ODI 12c - Sessionizing Data with MATCH_RECOGNIZE and SQL Override
By David Allan-Oracle on Jul 23, 2014
The Oracle 12c database introduced a very useful new pattern matching capability, useful for many different use cases. The example I will use in this blog post within ODI is sessionizing data - some log data with sample URLs, IP addresses initiating the clicks and their timestamps. To incorporate this in ODI, I will use one of the lesser known capabilities that many users often want to use - it is the ability to override the generated SQL. I blogged about how this could be done in ODI 11g here and here - in this post I will show how this can be done in 12c.
There are some great posts and presentations from Keith Laker and many other partners and users on the MATCH_RECOGNIZE capability, the post on Sessionization with 12c pattern matching is super fast is a great read, check it out! I will base the SQL used on that post.
My source data has the following information;
- create table clicks (IP varchar2(16), Click_Timestamp timestamp, URL varchar2(200));
- insert into clicks values ('126.96.36.199','03-JUL-2014 11:33:15','stubhub.com');
- insert into clicks values ('188.8.131.52','03-JUL-2014 11:33:21','mlssoccer.com');
- insert into clicks values ('184.108.40.206','03-JUL-2014 11:59:08','netflix.com');
- insert into clicks values ('220.127.116.11','04-JUL-2014 09:02:19','amazon.com');
- insert into clicks values ('18.104.22.168','04-JUL-2014 09:02:26','amazon.com/travel');
- insert into clicks values ('22.214.171.124','04-JUL-2014 09:48:27','citibank.com');
- insert into clicks values ('126.96.36.199','04-JUL-2014 10:01:05','ebay.com');
The type of query we need to generate a session ID using MATCH_RECOGNIZE is shown below. As in Keith's blog, we defined a session as a sequence of one or more events with the same partition key (IP address) where the gap between the timestamps is less than 10 seconds - in this demo, the gap is completely arbitrary and could be set to any number as required. Here we detect the various sessions and assign a surrogate session id to each session within each partition (IP).

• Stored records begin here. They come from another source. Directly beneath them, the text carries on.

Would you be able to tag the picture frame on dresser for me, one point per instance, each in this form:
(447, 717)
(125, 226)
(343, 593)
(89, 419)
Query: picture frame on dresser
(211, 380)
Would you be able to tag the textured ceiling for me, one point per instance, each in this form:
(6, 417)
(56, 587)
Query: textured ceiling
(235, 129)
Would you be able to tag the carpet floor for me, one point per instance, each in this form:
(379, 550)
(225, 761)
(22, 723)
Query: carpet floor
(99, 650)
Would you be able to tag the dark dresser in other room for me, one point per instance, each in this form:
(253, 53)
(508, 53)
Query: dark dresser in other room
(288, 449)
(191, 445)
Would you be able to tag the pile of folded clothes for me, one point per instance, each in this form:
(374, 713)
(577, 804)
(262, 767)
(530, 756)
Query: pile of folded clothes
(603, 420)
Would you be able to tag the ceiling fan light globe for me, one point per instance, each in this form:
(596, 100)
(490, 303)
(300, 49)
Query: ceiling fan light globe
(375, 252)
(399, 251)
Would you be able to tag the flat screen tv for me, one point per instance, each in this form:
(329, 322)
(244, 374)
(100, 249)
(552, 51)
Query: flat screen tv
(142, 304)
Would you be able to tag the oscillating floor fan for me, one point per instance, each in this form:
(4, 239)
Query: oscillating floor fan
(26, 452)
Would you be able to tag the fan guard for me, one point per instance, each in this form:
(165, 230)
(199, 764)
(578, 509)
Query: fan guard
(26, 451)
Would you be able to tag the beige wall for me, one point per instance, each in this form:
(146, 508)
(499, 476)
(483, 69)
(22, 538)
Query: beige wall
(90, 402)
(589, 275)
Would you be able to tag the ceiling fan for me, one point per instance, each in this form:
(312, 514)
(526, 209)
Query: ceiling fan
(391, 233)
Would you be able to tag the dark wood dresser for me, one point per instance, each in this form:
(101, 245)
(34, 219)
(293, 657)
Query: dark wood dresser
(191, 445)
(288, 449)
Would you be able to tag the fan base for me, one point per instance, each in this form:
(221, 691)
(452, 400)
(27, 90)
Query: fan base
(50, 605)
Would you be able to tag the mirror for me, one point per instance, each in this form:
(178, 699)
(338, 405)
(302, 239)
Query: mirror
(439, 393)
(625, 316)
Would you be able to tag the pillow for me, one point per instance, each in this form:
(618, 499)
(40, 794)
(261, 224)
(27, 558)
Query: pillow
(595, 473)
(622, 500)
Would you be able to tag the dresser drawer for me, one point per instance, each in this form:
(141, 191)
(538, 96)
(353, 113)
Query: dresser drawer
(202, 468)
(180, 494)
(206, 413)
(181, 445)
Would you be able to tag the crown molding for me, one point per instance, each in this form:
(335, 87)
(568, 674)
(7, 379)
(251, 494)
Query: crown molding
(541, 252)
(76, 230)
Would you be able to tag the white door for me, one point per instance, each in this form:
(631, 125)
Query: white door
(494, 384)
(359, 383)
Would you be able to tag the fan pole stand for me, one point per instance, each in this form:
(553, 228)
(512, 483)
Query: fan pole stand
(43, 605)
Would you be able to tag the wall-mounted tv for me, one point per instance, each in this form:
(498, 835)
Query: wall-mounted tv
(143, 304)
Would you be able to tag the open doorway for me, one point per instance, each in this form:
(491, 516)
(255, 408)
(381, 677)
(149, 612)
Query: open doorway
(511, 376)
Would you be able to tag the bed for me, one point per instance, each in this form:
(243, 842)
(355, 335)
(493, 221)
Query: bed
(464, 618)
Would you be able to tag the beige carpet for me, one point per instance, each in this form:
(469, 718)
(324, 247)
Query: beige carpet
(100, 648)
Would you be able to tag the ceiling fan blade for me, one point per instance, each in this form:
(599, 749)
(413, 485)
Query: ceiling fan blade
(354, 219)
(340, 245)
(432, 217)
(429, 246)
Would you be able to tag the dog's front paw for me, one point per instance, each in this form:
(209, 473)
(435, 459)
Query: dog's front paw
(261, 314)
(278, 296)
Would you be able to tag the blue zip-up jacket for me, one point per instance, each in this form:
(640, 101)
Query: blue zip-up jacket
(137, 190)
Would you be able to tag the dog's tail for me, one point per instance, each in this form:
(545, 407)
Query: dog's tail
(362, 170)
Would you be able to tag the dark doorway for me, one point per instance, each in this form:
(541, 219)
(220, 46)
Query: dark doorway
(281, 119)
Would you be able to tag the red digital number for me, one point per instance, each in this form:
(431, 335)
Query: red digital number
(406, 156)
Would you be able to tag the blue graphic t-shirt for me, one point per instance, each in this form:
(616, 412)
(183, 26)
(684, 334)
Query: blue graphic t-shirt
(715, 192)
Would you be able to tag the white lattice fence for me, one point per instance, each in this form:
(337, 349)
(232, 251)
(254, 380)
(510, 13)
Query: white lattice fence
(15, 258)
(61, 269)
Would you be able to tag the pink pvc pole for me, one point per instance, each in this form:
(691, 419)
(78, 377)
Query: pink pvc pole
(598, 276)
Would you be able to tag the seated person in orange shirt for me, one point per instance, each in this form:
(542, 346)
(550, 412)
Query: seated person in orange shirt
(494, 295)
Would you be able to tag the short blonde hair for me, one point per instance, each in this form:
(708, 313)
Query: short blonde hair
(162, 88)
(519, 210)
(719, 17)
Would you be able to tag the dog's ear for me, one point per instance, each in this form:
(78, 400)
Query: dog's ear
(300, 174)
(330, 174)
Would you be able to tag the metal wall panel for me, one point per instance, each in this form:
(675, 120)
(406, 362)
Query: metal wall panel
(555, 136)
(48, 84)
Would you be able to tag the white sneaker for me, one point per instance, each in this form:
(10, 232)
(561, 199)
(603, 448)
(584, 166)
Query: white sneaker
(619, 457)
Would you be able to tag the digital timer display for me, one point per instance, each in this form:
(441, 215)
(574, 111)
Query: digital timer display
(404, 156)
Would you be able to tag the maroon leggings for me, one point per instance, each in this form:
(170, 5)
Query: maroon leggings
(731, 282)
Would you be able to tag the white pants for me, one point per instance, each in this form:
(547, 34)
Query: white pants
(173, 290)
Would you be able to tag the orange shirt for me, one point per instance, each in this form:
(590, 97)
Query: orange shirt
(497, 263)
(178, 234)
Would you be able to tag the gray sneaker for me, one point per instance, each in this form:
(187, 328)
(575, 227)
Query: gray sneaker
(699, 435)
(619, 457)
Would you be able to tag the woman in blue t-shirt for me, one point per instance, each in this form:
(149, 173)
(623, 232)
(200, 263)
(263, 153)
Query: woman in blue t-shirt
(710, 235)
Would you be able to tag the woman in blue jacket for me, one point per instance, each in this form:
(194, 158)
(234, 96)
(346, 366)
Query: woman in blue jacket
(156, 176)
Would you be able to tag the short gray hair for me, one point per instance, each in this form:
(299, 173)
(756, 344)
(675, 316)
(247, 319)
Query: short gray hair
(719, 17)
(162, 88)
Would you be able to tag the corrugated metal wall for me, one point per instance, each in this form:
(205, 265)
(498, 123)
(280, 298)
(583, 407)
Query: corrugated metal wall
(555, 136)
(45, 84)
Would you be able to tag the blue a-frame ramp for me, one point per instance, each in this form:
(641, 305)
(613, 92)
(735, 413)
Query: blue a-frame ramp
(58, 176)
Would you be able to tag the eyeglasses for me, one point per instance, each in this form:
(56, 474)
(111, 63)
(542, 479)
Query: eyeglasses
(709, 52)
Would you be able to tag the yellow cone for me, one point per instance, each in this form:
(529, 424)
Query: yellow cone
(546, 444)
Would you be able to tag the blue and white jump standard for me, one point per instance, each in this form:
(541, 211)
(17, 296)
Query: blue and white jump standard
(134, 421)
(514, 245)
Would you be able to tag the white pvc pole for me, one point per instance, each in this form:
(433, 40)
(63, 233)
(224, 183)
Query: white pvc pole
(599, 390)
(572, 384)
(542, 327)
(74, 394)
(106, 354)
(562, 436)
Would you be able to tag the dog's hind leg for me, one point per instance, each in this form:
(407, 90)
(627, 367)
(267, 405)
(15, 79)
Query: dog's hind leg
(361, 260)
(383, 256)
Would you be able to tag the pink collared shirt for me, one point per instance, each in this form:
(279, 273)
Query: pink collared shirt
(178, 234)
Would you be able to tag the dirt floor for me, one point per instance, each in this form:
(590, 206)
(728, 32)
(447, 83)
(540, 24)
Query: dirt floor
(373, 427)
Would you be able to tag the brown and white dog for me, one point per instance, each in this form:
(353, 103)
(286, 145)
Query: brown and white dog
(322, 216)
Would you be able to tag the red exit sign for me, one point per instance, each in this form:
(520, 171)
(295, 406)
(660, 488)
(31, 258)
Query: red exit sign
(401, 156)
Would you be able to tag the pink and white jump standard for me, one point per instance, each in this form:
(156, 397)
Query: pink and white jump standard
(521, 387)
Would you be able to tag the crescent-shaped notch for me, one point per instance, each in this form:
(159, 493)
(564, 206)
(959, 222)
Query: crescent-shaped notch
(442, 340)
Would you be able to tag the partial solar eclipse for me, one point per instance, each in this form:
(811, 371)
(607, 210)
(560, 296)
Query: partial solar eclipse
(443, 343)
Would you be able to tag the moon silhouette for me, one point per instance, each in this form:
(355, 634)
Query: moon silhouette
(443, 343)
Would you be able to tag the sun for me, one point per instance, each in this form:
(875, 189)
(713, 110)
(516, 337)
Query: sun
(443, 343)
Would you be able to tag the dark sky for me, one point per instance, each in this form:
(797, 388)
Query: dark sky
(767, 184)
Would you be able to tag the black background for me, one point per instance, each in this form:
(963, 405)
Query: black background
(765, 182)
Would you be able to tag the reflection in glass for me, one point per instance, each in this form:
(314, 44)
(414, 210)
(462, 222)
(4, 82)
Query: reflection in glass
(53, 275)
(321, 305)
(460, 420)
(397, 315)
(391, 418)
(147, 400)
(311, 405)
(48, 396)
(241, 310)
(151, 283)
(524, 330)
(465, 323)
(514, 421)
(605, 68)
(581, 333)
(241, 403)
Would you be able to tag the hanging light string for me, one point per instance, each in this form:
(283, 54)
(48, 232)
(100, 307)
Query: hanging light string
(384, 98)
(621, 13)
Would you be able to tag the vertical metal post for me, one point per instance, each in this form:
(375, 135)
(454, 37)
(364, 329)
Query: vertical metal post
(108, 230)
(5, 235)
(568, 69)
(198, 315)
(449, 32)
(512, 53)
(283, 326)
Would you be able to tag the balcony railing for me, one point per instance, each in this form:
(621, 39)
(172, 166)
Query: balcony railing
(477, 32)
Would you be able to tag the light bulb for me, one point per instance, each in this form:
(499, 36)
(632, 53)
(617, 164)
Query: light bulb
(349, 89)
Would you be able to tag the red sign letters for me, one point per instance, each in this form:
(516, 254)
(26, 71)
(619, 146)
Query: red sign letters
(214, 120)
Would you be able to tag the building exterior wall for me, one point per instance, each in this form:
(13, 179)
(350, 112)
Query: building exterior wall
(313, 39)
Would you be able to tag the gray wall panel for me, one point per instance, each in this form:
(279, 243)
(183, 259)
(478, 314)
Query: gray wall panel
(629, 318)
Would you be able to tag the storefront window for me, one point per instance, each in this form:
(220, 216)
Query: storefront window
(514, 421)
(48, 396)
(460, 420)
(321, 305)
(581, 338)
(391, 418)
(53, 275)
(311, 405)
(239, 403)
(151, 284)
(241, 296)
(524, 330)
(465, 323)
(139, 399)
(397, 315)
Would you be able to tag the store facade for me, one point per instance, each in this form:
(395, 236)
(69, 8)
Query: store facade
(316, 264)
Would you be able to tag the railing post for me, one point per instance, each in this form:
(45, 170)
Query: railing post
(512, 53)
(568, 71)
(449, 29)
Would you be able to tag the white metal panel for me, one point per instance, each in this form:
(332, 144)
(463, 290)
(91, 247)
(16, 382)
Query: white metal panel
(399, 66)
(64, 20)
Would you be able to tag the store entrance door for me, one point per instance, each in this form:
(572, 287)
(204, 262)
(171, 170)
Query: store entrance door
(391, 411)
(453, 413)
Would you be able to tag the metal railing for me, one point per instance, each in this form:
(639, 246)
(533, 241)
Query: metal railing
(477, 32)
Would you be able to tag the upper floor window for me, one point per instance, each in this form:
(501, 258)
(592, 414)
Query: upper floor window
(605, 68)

- SELECT ip, session_id start_time, no_of_events, duration
- FROM clicks MATCH_RECOGNIZE
- (PARTITION BY ip ORDER BY click_TimeStamp
- MEASURES match_number() session_id,
- count(*) as no_of_events,
- first(click_timestamp) start_time,
- last(click_timestamp) - first(click_timestamp) duration
- ONE ROW PER MATCH
- PATTERN (b s*)
- s as ((s.click_TimeStamp - prev(s.click_TimeStamp)) <= TO_DSINTERVAL('0 0:00:10.0'))
The Oracle syntax (...FROM clicks MATCH_RECOGNIZE....) for this operation is a little different from other SQL constructs, it isn't a join, it isn't a table function, it might be a custom component - but until that's public need another way. You could create a view and use that in ODI. Another option is to use the SQL override, custom template capability. This let's you define any arbitrary code for a source component in a mapping. Source datastores in mappings have a physical option named CUSTOM_TEMPLATE. You can define code here such as the SQL to produce the sessionized data above. The code can use ODI's substitution reference methods to make the code more generic (parameterized schemas etc.). For example the physical map design below defines a mapping with a source datastore defining the attributes projected from my query. I defined the datastore in an ODI model - it isn't actually in a database, it's just used in the mapping.
As it's description states 'Custom SQL statement as an inline view to override default code generation.' is what this is for.
Note this option is under the extract options on the source datastore's physical node, the value for CUSTOM_TEMPLATE can be edited and arbitrary code, in this case SQL, defined. Double clicking the value field in the KM options table brings up an editor where you can see the entire code block I have defined. Note below, I have hard-wired the clicks table in the SQL;
To make this more generic and flexible, I can use the odiRef methods to get the name of the clicks table generated based on the topology defined in ODI. My clicks table is in a model in ODI and the use of odiRef.getObjectName below let's me get the name correctly generated depending on the generation context - perhaps in one context it is in schema DEVX and in another it is in DEVY, using the SDK shields us from such changes.
You will note also that there is another KM option named SELECT_HINT, this is used by the default 12c code generation capabilities but if you override the code using this custom code option described above you can still incorporate the hints supplied in the mapping. So if you define a value for the KM option SELECT_HINT you can have it included in your custom code by using this getOption method - pretty flexible!
Hope this is a useful insight into some of the capabilities provided in ODI 12c. I used the latest and greatest 12.1.3 release in this post, that's what you will need to use this functionality.